10 March, 2007


On Sunday, the program had us in a Dublin neighbourhood pub for back to back music sessions from three in the afternoon 'til close, which was more than most of us could face without breaking down and crying. (Incidentally, it was the over-50 crowd who were the die-hards among us, while the rest would be standing by the venue exit each night ready to board the coach and get to bed.)

Consequently, the majority passed on the afternoon country & bluegrass music session, which was a pity, because by all reports it was excellent. It would have been my session of choice, but the pub was across town, and I would have been in for the long haul. After some hemming and hawing in the lobby, Patrick decided to catch a nap and I went for a walk. We had supper at a pizza joint in Temple Bar, where management seemed to feel quite strongly that corn kernels are what's been missing from pizza all this time.

We caught a cab to the pub for the late session, which featured local traditional musicians. There were several fiddlers, a couple of guitars, accordian, uillean pipes, and a bodhran. The music was great. Pamela Morgan paid tribute to our recently deceased Dermot O'Reilly, which caught me off guard and made me cry. About that time, I noticed an older man come in who reminded me both of Dermot and my father a little. We ended up in the same cab together at the end of the evening. He was Sligo poet Dermot Healey, who was to be on the program with us at Dun Laoghaire the following evening.

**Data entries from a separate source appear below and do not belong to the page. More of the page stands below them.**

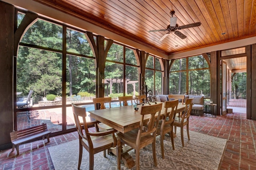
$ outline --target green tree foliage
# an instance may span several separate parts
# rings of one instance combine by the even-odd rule
[[[24,34],[22,42],[55,49],[62,48],[62,28],[38,20]],[[17,91],[33,89],[34,94],[61,92],[61,55],[20,47],[17,58]]]
[[[233,76],[234,74],[235,75]],[[235,96],[246,98],[246,72],[232,73],[232,92],[234,98]]]
[[[92,57],[92,52],[84,34],[72,29],[67,30],[67,50],[68,51]],[[68,55],[67,81],[69,84],[67,92],[69,95],[80,91],[95,94],[95,68],[93,59]]]
[[[186,62],[188,59],[188,66]],[[188,71],[188,87],[186,86]],[[201,55],[176,60],[170,75],[170,93],[196,95],[210,94],[209,66]],[[188,91],[187,92],[187,88]]]

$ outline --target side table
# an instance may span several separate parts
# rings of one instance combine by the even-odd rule
[[[217,104],[204,104],[204,113],[205,113],[205,116],[216,117],[217,116],[216,113],[216,106]]]

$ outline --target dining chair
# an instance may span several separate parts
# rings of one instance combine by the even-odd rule
[[[187,126],[187,134],[188,140],[190,140],[189,137],[189,117],[192,109],[192,105],[193,105],[193,100],[194,98],[186,99],[185,104],[186,107],[184,113],[182,114],[181,117],[176,117],[174,119],[173,125],[174,126],[174,133],[176,134],[177,127],[180,127],[180,136],[181,137],[181,142],[182,147],[184,147],[184,139],[183,137],[183,127],[185,125]]]
[[[178,99],[179,100],[179,103],[180,103],[182,104],[184,104],[185,95],[184,94],[169,94],[168,95],[168,98],[170,100],[171,99]],[[181,101],[180,102],[180,100],[181,100]],[[182,112],[178,113],[178,116],[181,116],[182,115]]]
[[[72,109],[76,129],[79,134],[79,156],[78,169],[80,168],[83,154],[83,147],[89,152],[89,169],[93,170],[94,155],[94,154],[103,151],[103,155],[106,157],[106,150],[116,147],[118,169],[120,169],[121,148],[117,145],[120,143],[120,139],[115,135],[117,131],[114,129],[102,131],[91,133],[88,130],[88,126],[91,126],[98,122],[98,121],[87,122],[86,117],[86,112],[85,107],[78,106],[73,103],[72,104]],[[80,121],[82,120],[82,122]],[[84,129],[84,130],[83,130]]]
[[[122,103],[123,106],[128,106],[128,101],[131,101],[132,105],[132,100],[133,97],[132,96],[118,96],[118,101],[119,101],[119,104],[120,106],[122,106]]]
[[[157,166],[156,154],[156,135],[159,121],[160,113],[162,103],[142,106],[139,111],[141,115],[140,127],[122,133],[117,133],[120,137],[121,143],[126,144],[135,149],[136,156],[136,169],[140,169],[140,150],[152,144],[152,152],[154,165]],[[156,114],[158,113],[157,117]],[[119,146],[120,148],[121,146]],[[120,156],[118,156],[118,158]]]
[[[166,133],[168,133],[171,137],[172,149],[174,148],[173,137],[173,123],[175,118],[177,107],[179,104],[178,100],[164,102],[164,115],[162,120],[160,121],[156,130],[156,135],[160,135],[160,145],[162,157],[164,159],[164,139]]]
[[[107,97],[106,98],[93,98],[92,102],[94,105],[94,109],[95,110],[100,109],[104,109],[106,107],[105,106],[105,104],[108,104],[109,108],[111,108],[111,97]],[[98,124],[99,128],[102,129],[110,129],[112,127],[102,123]]]

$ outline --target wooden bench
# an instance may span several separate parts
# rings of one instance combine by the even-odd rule
[[[50,142],[50,133],[51,132],[48,131],[47,129],[47,125],[45,123],[30,128],[11,132],[10,136],[12,143],[12,152],[14,151],[15,148],[17,151],[16,155],[18,155],[19,154],[19,146],[20,144],[40,137],[42,137],[43,140],[44,140],[46,137],[48,142]]]

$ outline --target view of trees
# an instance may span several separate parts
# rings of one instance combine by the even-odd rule
[[[18,25],[24,16],[19,13]],[[61,52],[62,29],[61,26],[38,19],[25,33],[21,40],[23,45],[20,47],[17,59],[17,92],[26,95],[32,89],[33,95],[45,97],[52,94],[62,96],[64,59],[66,65],[66,95],[71,96],[86,92],[95,96],[95,59],[84,34],[66,29],[66,50],[72,54],[67,55],[65,59]],[[125,67],[126,78],[130,81],[137,81],[135,88],[138,92],[138,66],[133,50],[124,46],[114,43],[110,49],[105,78],[123,78],[124,58],[128,64]],[[112,93],[123,93],[123,82],[112,85]],[[128,84],[126,93],[133,95],[134,88],[133,84]],[[108,96],[110,90],[106,91],[108,92],[106,94]]]
[[[18,15],[18,25],[24,16]],[[69,54],[64,57],[62,53],[63,31],[62,26],[40,19],[28,30],[21,40],[23,45],[20,47],[17,59],[17,92],[26,94],[32,89],[34,95],[46,96],[52,94],[61,96],[64,59],[66,66],[66,95],[71,96],[86,92],[95,96],[95,59],[84,34],[66,29],[66,47]],[[105,83],[105,96],[110,92],[122,94],[125,90],[126,94],[134,95],[134,86],[136,92],[139,89],[139,65],[133,51],[113,43],[106,59],[104,78],[120,80]],[[149,56],[146,68],[148,90],[156,94],[161,94],[163,70],[159,59]],[[128,84],[124,89],[124,75],[126,79],[137,82]],[[170,94],[210,95],[209,66],[201,55],[176,60],[169,76]],[[246,74],[237,74],[234,78],[238,80],[233,84],[236,95],[238,92],[245,93]]]
[[[210,96],[210,80],[209,66],[202,56],[176,59],[170,74],[170,93]]]
[[[61,49],[62,27],[38,20],[27,31],[21,42]],[[59,53],[20,47],[17,59],[17,91],[26,94],[32,89],[34,94],[44,96],[50,93],[60,95],[61,59]]]
[[[246,73],[241,72],[235,74],[232,80],[232,97],[246,98]]]

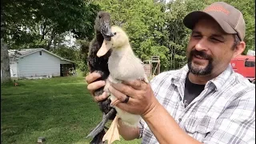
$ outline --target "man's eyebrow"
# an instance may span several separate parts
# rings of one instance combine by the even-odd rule
[[[197,31],[197,30],[192,30],[192,34],[201,34],[201,33],[199,31]]]
[[[212,34],[212,37],[220,38],[222,39],[225,39],[225,38],[222,34]]]

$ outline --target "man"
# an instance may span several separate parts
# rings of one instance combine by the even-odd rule
[[[163,72],[150,84],[111,84],[109,90],[119,100],[129,98],[117,106],[142,118],[138,129],[119,119],[120,134],[126,140],[142,138],[145,144],[254,143],[255,86],[230,65],[246,47],[242,13],[214,2],[187,14],[183,23],[192,30],[186,66]],[[86,78],[89,90],[105,85],[93,82],[98,77],[92,73]],[[94,99],[106,97],[105,93]]]

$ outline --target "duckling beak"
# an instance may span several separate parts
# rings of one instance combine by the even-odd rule
[[[110,43],[110,41],[106,41],[104,39],[102,45],[102,47],[97,52],[97,56],[99,58],[99,57],[105,55],[109,51],[109,50],[111,48],[111,46],[112,45]]]
[[[103,22],[101,33],[102,34],[104,39],[107,41],[110,41],[111,37],[114,36],[113,33],[111,32],[111,29],[109,22]]]

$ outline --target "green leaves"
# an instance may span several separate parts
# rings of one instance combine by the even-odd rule
[[[43,47],[49,49],[57,34],[67,31],[72,31],[78,38],[91,39],[94,19],[99,10],[98,6],[83,0],[3,0],[1,2],[5,4],[2,5],[1,17],[5,20],[2,36],[12,48],[26,48],[30,43],[41,40],[44,41]]]

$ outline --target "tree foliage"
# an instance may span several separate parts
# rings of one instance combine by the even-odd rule
[[[2,38],[12,49],[44,47],[50,50],[66,31],[76,38],[91,38],[99,7],[84,0],[1,1],[5,29]]]

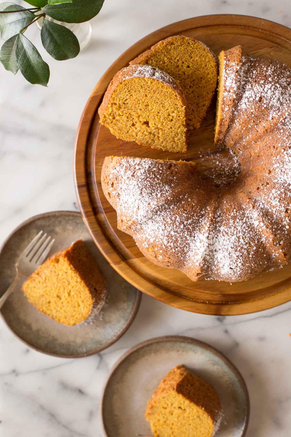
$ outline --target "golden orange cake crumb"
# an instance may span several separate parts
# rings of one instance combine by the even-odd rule
[[[187,102],[188,128],[199,127],[217,82],[217,59],[205,44],[189,37],[170,36],[155,44],[130,64],[150,65],[173,77]]]
[[[86,320],[106,298],[105,278],[81,239],[58,252],[25,281],[22,290],[40,312],[64,325]]]
[[[145,416],[154,437],[212,437],[221,411],[214,389],[180,365],[162,379]]]
[[[98,113],[101,124],[117,138],[185,152],[186,106],[173,78],[149,66],[132,65],[116,73]]]

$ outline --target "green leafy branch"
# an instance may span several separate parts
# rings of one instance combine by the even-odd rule
[[[5,40],[0,50],[0,62],[16,74],[20,70],[31,83],[46,87],[49,67],[24,35],[27,28],[42,18],[41,38],[51,56],[58,61],[75,58],[80,51],[77,38],[69,29],[54,22],[83,23],[96,15],[104,0],[27,0],[34,7],[25,8],[5,2],[0,3],[0,34]]]

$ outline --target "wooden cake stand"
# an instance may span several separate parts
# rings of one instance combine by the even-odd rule
[[[110,155],[196,160],[202,174],[212,171],[211,158],[218,153],[213,145],[214,103],[200,128],[191,133],[185,153],[164,152],[117,139],[99,123],[98,107],[115,73],[161,39],[176,35],[200,40],[216,55],[223,49],[240,45],[250,54],[272,57],[291,67],[291,30],[251,17],[217,15],[189,18],[162,28],[137,42],[102,76],[80,121],[74,172],[83,218],[112,267],[137,288],[165,303],[188,311],[226,315],[279,305],[291,300],[291,263],[232,284],[213,280],[193,282],[181,272],[159,267],[145,258],[132,238],[117,229],[116,212],[103,194],[101,170],[104,157]]]

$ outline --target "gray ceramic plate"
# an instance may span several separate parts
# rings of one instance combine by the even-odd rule
[[[107,437],[151,434],[144,417],[147,402],[161,380],[183,364],[217,392],[223,418],[215,437],[243,437],[246,432],[250,401],[238,370],[222,354],[189,337],[158,337],[140,343],[112,369],[104,388],[101,413]],[[199,436],[197,436],[199,437]]]
[[[40,352],[68,358],[99,352],[116,341],[134,319],[141,293],[120,276],[95,246],[81,214],[57,211],[37,215],[9,236],[0,251],[0,296],[15,275],[15,264],[22,251],[41,230],[55,239],[51,255],[82,238],[106,278],[108,296],[99,315],[90,323],[66,326],[38,312],[19,288],[5,302],[2,316],[19,338]]]

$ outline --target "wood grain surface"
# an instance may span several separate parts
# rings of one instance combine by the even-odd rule
[[[214,102],[200,129],[191,132],[185,153],[164,152],[117,139],[99,122],[98,108],[115,73],[153,44],[175,35],[199,39],[216,55],[239,44],[250,54],[274,58],[291,67],[291,30],[254,17],[218,15],[189,18],[160,29],[137,42],[102,76],[80,121],[74,172],[83,220],[103,255],[121,276],[141,291],[169,305],[193,312],[230,315],[260,311],[288,302],[291,300],[291,264],[232,284],[216,281],[193,282],[177,270],[153,264],[131,237],[117,229],[116,212],[106,199],[100,181],[106,156],[195,160],[202,177],[209,183],[212,183],[213,174],[224,177],[223,168],[219,174],[221,170],[216,166],[217,154],[219,161],[224,157],[226,162],[232,163],[227,152],[220,152],[213,144]]]

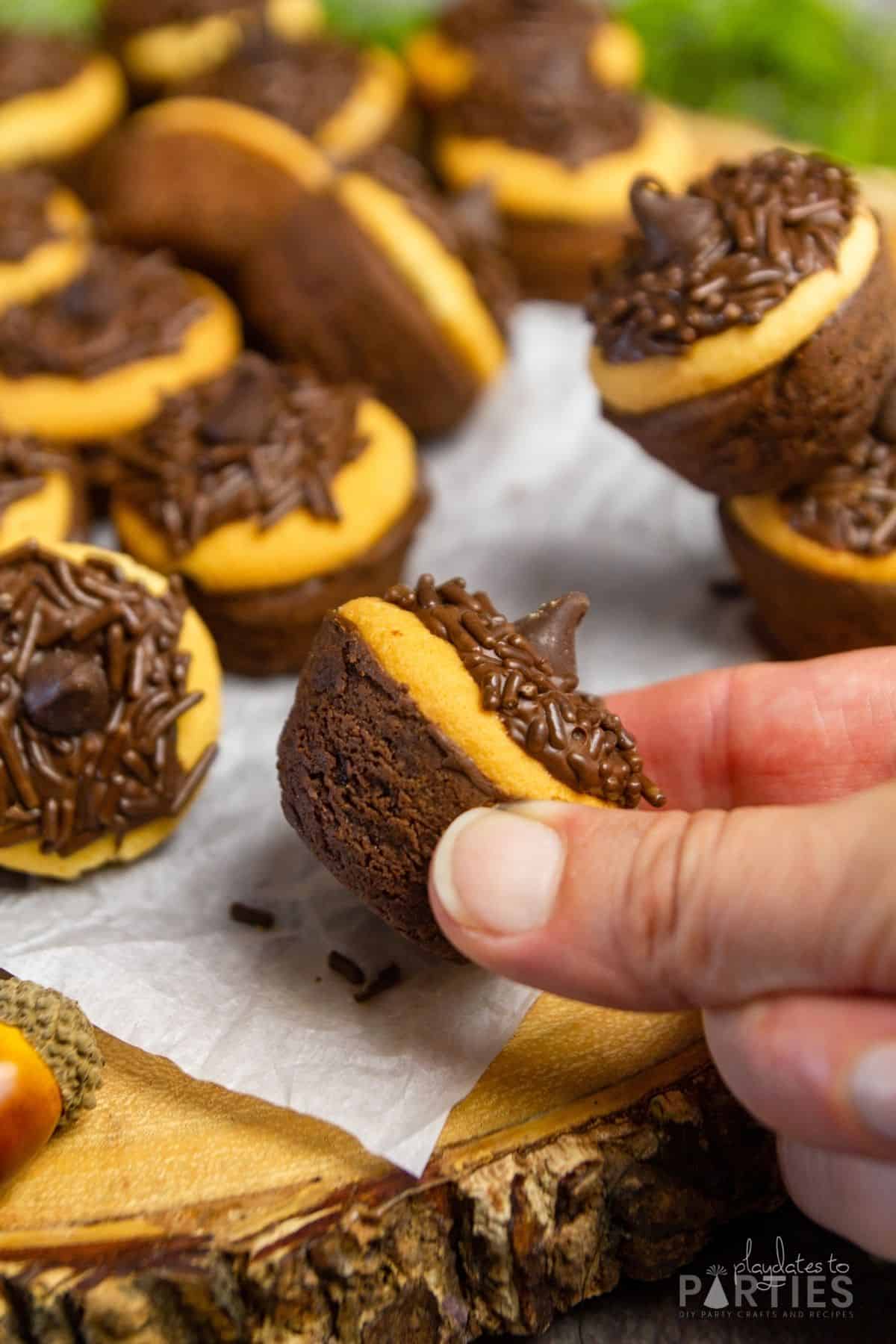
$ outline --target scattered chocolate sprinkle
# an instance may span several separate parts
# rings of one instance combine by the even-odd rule
[[[0,28],[0,102],[59,89],[79,75],[90,48],[69,38]]]
[[[0,262],[23,261],[56,237],[47,206],[56,190],[39,168],[0,173]]]
[[[709,593],[720,602],[736,602],[746,593],[740,579],[709,579]]]
[[[89,269],[66,289],[0,313],[0,370],[7,378],[97,378],[173,355],[204,308],[161,253],[95,247]]]
[[[356,1004],[369,1003],[371,999],[379,999],[384,995],[387,989],[395,989],[396,985],[402,982],[402,968],[396,962],[391,961],[388,966],[384,966],[372,980],[364,985],[363,989],[357,989],[355,993]]]
[[[635,179],[641,234],[588,305],[604,359],[680,355],[703,336],[762,321],[837,263],[858,198],[848,168],[790,149],[716,168],[685,196]]]
[[[782,496],[790,526],[834,551],[896,550],[896,444],[868,435],[810,485]]]
[[[177,91],[243,103],[313,137],[355,90],[361,71],[361,52],[339,38],[283,42],[259,28],[230,60]]]
[[[643,105],[594,75],[590,47],[602,16],[568,4],[516,11],[512,22],[485,27],[466,43],[476,51],[476,74],[442,128],[502,140],[571,168],[629,149],[641,134]]]
[[[337,976],[341,976],[343,980],[348,980],[349,985],[363,985],[367,980],[367,976],[359,964],[352,961],[352,958],[347,957],[343,952],[330,952],[326,958],[326,965],[330,970],[336,972]]]
[[[71,472],[73,460],[34,438],[0,435],[0,517],[11,504],[43,489],[48,472]]]
[[[263,11],[267,0],[109,0],[103,26],[113,40],[169,23],[195,23],[214,13]]]
[[[196,703],[179,581],[154,597],[113,560],[30,542],[0,556],[0,847],[66,857],[176,816],[215,757],[177,759]]]
[[[517,624],[501,616],[485,593],[469,593],[463,579],[437,587],[424,574],[415,589],[390,589],[386,601],[412,612],[457,649],[484,708],[494,711],[513,742],[555,780],[621,808],[637,808],[641,798],[664,805],[619,718],[599,696],[578,689],[572,637],[587,609],[582,593],[549,602]]]
[[[277,923],[273,910],[262,910],[259,906],[246,906],[242,900],[234,900],[230,907],[230,918],[234,923],[244,923],[251,929],[273,929]]]
[[[161,531],[176,555],[239,519],[273,527],[309,509],[336,520],[336,474],[364,449],[360,392],[330,388],[261,355],[164,402],[111,444],[113,496]]]

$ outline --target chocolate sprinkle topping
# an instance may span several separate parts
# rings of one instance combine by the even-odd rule
[[[551,24],[568,36],[587,42],[598,24],[604,23],[607,11],[596,0],[461,0],[442,15],[441,30],[451,42],[478,50],[496,34],[508,28],[536,26],[543,32]]]
[[[261,12],[266,5],[267,0],[109,0],[103,24],[113,39],[122,40],[146,28],[197,23],[215,13]]]
[[[47,452],[34,438],[0,437],[0,517],[11,504],[43,489],[48,472],[71,469],[71,458]]]
[[[114,497],[161,531],[176,555],[242,519],[262,530],[298,509],[337,520],[330,485],[365,446],[359,401],[352,387],[322,387],[242,355],[111,445]]]
[[[117,843],[193,796],[216,749],[185,771],[177,723],[189,655],[187,601],[110,560],[74,563],[30,542],[0,558],[0,847],[77,853]]]
[[[176,353],[204,309],[163,253],[95,247],[89,269],[66,289],[0,313],[0,370],[7,378],[98,378]]]
[[[412,612],[457,649],[480,687],[482,707],[497,714],[513,742],[555,780],[621,808],[637,808],[642,798],[664,805],[619,718],[599,696],[578,689],[571,642],[586,612],[582,593],[549,602],[516,625],[485,593],[469,593],[463,579],[437,586],[424,574],[415,589],[390,589],[386,601]]]
[[[801,281],[837,265],[858,196],[848,168],[790,149],[716,168],[685,196],[638,177],[641,234],[588,309],[604,359],[681,355],[703,336],[756,325]]]
[[[484,34],[473,83],[446,110],[443,129],[532,149],[571,168],[629,149],[641,134],[642,103],[596,81],[595,27],[594,15],[579,31],[539,5],[524,22]]]
[[[794,531],[856,555],[896,551],[896,435],[868,435],[810,485],[782,497]]]
[[[0,28],[0,102],[60,89],[89,60],[90,48],[69,38]]]
[[[314,136],[361,77],[361,52],[339,38],[282,42],[259,31],[230,60],[177,86],[179,94],[226,98]]]
[[[55,190],[52,177],[38,168],[0,173],[0,262],[23,261],[56,237],[47,219]]]

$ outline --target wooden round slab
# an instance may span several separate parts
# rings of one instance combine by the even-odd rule
[[[103,1036],[99,1103],[0,1198],[0,1339],[466,1341],[656,1278],[778,1199],[697,1015],[544,996],[422,1180]]]

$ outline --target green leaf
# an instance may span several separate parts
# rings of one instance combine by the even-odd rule
[[[39,32],[90,32],[99,0],[0,0],[0,27]]]

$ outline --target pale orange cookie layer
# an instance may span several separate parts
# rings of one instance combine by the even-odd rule
[[[163,398],[222,374],[242,347],[239,314],[203,276],[187,273],[204,310],[173,355],[154,355],[97,378],[0,375],[0,421],[13,434],[62,442],[111,438],[150,421]]]
[[[637,144],[568,168],[559,159],[517,149],[502,140],[443,136],[435,160],[454,191],[489,183],[500,210],[520,219],[596,223],[627,219],[629,188],[638,173],[662,173],[672,190],[684,187],[693,168],[684,118],[660,103],[645,110]]]
[[[431,634],[412,612],[380,598],[356,598],[339,609],[360,633],[383,671],[407,691],[429,719],[502,793],[516,798],[610,804],[555,780],[508,735],[497,714],[482,708],[481,692],[457,649]]]

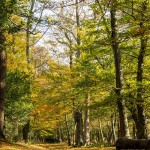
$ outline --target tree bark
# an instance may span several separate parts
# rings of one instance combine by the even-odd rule
[[[117,39],[117,30],[116,30],[116,0],[111,1],[111,44],[114,52],[114,63],[116,70],[116,97],[117,97],[117,105],[119,111],[119,125],[120,125],[120,137],[129,137],[129,128],[128,121],[126,115],[125,101],[122,98],[122,86],[123,86],[123,74],[121,68],[121,54]]]
[[[25,143],[28,142],[28,136],[29,136],[29,129],[30,128],[30,120],[28,120],[27,124],[23,127],[23,140]]]
[[[141,23],[141,28],[143,28],[143,23]],[[147,46],[147,38],[144,36],[141,37],[141,48],[138,57],[138,70],[137,70],[137,110],[138,110],[138,124],[136,124],[137,128],[137,138],[144,139],[147,138],[146,133],[146,122],[145,122],[145,114],[144,114],[144,99],[143,99],[143,64],[144,57]]]
[[[115,131],[115,115],[111,115],[111,127],[112,127],[112,135],[113,135],[113,144],[116,142],[116,131]]]
[[[65,114],[65,123],[66,123],[66,129],[67,129],[68,145],[71,146],[71,135],[70,135],[69,125],[68,125],[67,114]]]
[[[100,141],[102,144],[104,144],[104,135],[103,135],[102,124],[101,124],[100,118],[98,118],[98,128],[99,128],[98,130],[99,130]]]
[[[90,129],[89,129],[89,101],[90,94],[87,93],[85,98],[85,112],[84,112],[84,145],[90,144]]]
[[[75,122],[75,145],[83,145],[83,120],[82,111],[77,110],[74,112],[74,122]]]
[[[5,36],[0,31],[0,138],[4,136],[4,109],[5,109],[5,90],[6,90],[6,50]]]

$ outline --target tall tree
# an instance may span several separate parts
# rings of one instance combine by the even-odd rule
[[[6,0],[2,0],[0,3],[0,138],[4,138],[3,131],[6,89],[6,22],[9,17],[8,14],[12,13],[10,10],[13,10],[13,5],[15,3],[16,1],[10,1],[6,3]],[[8,7],[10,6],[11,8],[9,10]]]
[[[121,68],[121,52],[119,49],[118,37],[117,37],[117,29],[116,29],[116,7],[117,7],[117,0],[111,1],[111,43],[112,49],[114,52],[114,64],[116,70],[116,97],[117,97],[117,105],[119,111],[119,133],[120,137],[129,137],[129,128],[128,128],[128,121],[126,116],[126,107],[125,101],[123,99],[123,74]]]

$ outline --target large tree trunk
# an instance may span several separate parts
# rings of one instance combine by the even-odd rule
[[[142,23],[143,24],[143,23]],[[142,28],[142,26],[141,26]],[[147,38],[141,38],[141,48],[138,57],[138,70],[137,70],[137,110],[138,110],[138,124],[136,124],[137,128],[137,138],[144,139],[147,138],[146,133],[146,123],[145,123],[145,115],[144,115],[144,100],[143,100],[143,63],[147,46]],[[136,123],[136,122],[135,122]]]
[[[85,98],[85,110],[84,110],[84,145],[90,144],[90,129],[89,129],[89,101],[90,94],[86,95]]]
[[[5,88],[6,88],[6,50],[5,36],[0,32],[0,138],[4,136],[4,108],[5,108]]]
[[[119,125],[120,125],[120,137],[129,137],[129,128],[126,115],[125,101],[122,98],[122,68],[121,68],[121,54],[119,49],[119,44],[117,40],[117,30],[116,30],[116,0],[111,1],[111,44],[114,52],[115,70],[116,70],[116,97],[117,105],[119,111]]]
[[[143,64],[144,64],[144,58],[145,58],[145,53],[146,53],[146,47],[147,47],[147,40],[148,37],[145,36],[145,30],[146,28],[144,27],[144,20],[145,16],[144,13],[147,10],[147,3],[142,2],[141,3],[141,11],[139,15],[141,15],[141,21],[139,24],[140,28],[140,51],[138,55],[138,63],[137,63],[137,77],[136,77],[136,82],[137,82],[137,95],[136,95],[136,103],[132,102],[132,109],[131,115],[132,118],[135,122],[136,126],[136,137],[138,139],[146,139],[147,138],[147,128],[146,128],[146,121],[145,121],[145,114],[144,114],[144,99],[143,99]],[[130,95],[129,95],[130,96]]]

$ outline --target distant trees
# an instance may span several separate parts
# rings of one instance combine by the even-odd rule
[[[1,138],[75,146],[147,138],[148,1],[0,5]]]

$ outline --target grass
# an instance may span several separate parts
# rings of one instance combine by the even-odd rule
[[[0,150],[115,150],[114,147],[107,148],[98,148],[98,147],[81,147],[81,148],[72,148],[68,147],[65,143],[60,144],[25,144],[25,143],[16,143],[10,144],[6,142],[0,142]]]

That was to be our last gig in Ireland. We shared an inflated and convoluted cab ride down the coast to Dun Laoghaire early in the day, hoping to catch the student March Hare at the local college. But our cabbie couldn't find the place and by that time we hated him too much to hand him one more Euro than we were already into him for, so we abandoned the quest and had him drop us straight at the reading venue. We had a few pints and waited for the rest of our group to trickle in.

The evening was great. Everyone's energy was high. The local performers were terrific, especially the Shannon Colleens, a singing duo who did a biting satire about American soldiers who stopover in Ireland on their way to Iraq. It was a great night to go out on. The Newfoundlanders had an early morning flight back to Canada, so we didn't linger long after the show, although several of us gathered in the hotel pub for tea and farewell.

It was lonely the next day after they'd all left. We spent a quiet day in the city, Patrick working out of the hotel pub and me walking across the Liffey to the Writer's Museum. We splurged that night on the early prix fixe menu at a French restaurant off St. Stephen's Green, and reviewed all the ways in which we'd fallen in love with our travelling companions and with Ireland. Neither of those two threads feels like it ends here.